Storage policies
Contents
Overview
DeepSense is primarily a platform for big data analytics of oceans research data. However, it is not meant for long term data storage. Data will only be stored so long as your project is ongoing. Once a project is completed, it is expected that the users will remove their data in a timely fashion.
Each filesystem has a default quota, with more space available upon request. While some of the filesystems are backed up, it is the responsibility of the user to maintain their original data on their own site.
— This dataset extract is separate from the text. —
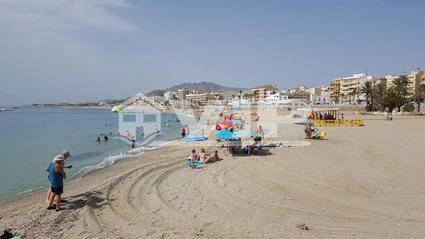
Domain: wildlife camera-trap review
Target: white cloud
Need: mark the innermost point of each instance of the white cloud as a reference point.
(59, 14)
(44, 48)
The filesystems provided are a shared resource. It is expected that users make sensible use of the space, and follow the guidelines outlined here. It is possible the quotas and policies will change in the future, but we will strive to provide plenty of notice.
Filesystems
There are several network filespaces that can be accessed from any of the nodes. They each have separate purposes.
Home directory
Each user has a home directory in /dshome/. Depending on your working group, it may be in a subdirectory (visitor, research, faculty, grad, etc.). This is primarily designed for your personal use, and only you have permission to access it. It is ideal for managing scripts, source code and test data sets.
Data
The data directory will house the bulk of your data. It has a larger default quota. The data should be stored under a group directory which everyone in your group will have access to. This is the primary location for transferring large amounts of data. It is accessible via samba.
DB data
Data that resides in a database of some sort will be stored here.
Scratch
Each user will have a directory in /scratch/username. The scratch filesystem is intended to support data used during job execution. This is temporary space, and is not backed up. Data which has not been accessed in 60 days may be purged. Data needed for longer storage should be stored elsewhere.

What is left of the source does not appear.